Pandemic Preparedness and Non-Pharmaceutical Interventions
The public health folks at Effect Measure do their usual good job as they analyze a study (subscription only) in the Journal of the American Medical Association (JAMA), which Time also covered.
The JAMA study examined the effectiveness of various non-pharmaceutical interventions (NPIs) in mitigating the spread of the 1918 Spanish Flu pandemic. For local communities, examining such a study is useful in light of the fact that the CDC's interim Community Flu Planning Guide emphasizes the early, layered, targeted use of non-pharmaceutical interventions (also see this post).
In examining the JAMA study, Effect Measure finds:They classified the non pharmaceutical interventions (NPIs) into three broad categories: school closures; bans on public gatherings; isolation and quarantine and looked at timing and timeliness as well as combinations of NPI categories for effects on excess mortality, height of epidemic peak and timing of epidemic peak, using multivariate analysis.
Short answer: Layered interventions work.
What is quite clear from the analysis ... is that information about when, how long and in what combination NPIs were used in relation to the onset of the epidemic in a city explains a great deal of the variation in epidemic experience.
The analysis showed that combinations were more effective than single interventions.The bottom line is that the earlier a city acts and the more coordinated and multifaceted its response the better off it seemed to be -- in general.
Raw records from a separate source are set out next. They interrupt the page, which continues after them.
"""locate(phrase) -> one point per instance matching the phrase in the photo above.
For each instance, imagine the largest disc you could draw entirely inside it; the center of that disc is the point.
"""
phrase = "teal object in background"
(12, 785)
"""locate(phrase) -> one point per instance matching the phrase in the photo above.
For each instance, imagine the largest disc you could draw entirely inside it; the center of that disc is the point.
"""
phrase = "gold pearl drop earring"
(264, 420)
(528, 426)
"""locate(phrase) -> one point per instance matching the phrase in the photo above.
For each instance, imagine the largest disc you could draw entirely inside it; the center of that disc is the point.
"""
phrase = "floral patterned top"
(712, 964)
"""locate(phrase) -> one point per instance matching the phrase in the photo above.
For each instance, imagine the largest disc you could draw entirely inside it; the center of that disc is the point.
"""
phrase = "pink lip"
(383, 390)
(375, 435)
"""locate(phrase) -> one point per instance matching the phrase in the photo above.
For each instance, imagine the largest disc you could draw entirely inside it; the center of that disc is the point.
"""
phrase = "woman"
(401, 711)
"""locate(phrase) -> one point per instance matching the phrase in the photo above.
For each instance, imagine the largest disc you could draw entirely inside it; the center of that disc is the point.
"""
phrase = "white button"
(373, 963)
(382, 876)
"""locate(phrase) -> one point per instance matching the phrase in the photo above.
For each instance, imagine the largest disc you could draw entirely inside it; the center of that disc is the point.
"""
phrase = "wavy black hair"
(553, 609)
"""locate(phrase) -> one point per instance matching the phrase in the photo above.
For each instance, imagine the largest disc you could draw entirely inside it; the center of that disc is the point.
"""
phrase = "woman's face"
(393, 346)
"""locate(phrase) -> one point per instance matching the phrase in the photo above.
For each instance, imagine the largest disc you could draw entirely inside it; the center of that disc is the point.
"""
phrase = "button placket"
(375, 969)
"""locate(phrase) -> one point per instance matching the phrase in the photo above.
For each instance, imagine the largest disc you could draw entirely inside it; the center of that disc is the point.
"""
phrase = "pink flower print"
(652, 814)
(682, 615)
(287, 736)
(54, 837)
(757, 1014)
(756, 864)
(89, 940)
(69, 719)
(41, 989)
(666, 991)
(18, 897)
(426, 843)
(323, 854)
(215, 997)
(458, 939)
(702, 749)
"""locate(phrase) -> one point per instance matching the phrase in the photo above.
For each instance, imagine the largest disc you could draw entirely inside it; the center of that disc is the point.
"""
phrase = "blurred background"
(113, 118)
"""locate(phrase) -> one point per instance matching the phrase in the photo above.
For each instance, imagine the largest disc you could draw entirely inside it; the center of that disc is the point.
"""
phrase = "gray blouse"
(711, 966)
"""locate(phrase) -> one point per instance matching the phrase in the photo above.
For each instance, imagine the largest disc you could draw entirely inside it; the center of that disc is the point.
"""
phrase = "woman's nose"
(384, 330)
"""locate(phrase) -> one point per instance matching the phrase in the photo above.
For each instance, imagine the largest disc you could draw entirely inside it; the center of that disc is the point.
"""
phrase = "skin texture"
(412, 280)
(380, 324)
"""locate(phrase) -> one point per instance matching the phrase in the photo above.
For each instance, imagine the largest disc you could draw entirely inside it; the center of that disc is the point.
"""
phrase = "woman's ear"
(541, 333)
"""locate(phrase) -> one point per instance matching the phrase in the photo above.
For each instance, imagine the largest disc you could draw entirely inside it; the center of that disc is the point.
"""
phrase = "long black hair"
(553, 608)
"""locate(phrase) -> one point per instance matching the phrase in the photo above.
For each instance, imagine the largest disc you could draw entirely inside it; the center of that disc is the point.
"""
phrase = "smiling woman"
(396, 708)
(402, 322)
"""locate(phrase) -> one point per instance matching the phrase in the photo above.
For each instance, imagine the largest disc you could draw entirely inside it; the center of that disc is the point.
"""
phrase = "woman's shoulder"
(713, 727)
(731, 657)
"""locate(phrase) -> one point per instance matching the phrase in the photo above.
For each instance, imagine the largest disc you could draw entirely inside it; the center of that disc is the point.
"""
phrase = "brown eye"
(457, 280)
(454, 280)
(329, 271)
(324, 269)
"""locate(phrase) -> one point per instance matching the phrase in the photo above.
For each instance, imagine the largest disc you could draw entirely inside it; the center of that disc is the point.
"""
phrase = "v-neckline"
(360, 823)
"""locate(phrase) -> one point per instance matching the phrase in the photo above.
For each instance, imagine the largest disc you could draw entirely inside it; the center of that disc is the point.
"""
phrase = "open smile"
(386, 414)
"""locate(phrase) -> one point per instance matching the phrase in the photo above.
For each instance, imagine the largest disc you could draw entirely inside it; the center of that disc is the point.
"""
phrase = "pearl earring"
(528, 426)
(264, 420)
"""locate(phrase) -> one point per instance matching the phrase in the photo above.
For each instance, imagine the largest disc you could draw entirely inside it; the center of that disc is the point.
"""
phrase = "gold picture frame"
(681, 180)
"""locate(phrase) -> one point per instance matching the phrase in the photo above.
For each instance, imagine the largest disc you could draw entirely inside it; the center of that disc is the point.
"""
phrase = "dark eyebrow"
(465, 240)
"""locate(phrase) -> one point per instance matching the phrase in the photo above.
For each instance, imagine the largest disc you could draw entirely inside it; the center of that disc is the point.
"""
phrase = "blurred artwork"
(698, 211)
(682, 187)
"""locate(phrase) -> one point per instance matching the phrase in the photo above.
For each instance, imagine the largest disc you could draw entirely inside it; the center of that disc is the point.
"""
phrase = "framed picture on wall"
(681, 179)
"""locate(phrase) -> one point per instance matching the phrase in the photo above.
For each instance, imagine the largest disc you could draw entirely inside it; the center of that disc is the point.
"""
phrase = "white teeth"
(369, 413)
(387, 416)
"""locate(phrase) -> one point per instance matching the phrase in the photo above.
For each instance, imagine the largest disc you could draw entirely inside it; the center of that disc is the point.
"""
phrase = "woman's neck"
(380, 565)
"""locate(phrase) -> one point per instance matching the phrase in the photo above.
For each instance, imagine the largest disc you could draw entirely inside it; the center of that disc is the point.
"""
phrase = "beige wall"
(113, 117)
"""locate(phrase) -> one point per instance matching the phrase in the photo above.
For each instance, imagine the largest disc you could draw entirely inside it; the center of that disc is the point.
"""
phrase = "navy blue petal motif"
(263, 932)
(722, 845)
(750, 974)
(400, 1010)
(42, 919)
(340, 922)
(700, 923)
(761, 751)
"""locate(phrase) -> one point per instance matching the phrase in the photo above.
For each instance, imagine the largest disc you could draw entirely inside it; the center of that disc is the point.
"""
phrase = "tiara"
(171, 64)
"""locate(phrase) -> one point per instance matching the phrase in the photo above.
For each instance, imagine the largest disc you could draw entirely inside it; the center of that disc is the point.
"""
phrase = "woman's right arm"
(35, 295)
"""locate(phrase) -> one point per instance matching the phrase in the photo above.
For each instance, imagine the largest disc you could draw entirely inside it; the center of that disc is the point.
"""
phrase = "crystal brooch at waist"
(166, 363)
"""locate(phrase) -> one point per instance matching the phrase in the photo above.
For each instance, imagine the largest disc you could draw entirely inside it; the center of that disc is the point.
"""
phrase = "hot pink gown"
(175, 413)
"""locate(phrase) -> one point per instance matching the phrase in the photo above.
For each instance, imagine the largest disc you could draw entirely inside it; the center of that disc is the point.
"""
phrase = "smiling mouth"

The data certainly do not demonstrate that quarantine itself is effective -- they are not able to make that statement. Cities that acted using isolation and quarantine did seem to do better, especially if in combination with other measures, but we don't know the effectiveness of either separately or in combination since they were not reported or analyzed separately in the paper.
There is nothing surprising in learning that preparation is critical for an effective, coordinated response. It's always good to review empirical data, however.
What these data do seem to establish is that the better prepared and organized a community is, the better off it will be. And the more a community ignores and denies a problem, the worse off it will be. This is the real message, not that "quarantines work."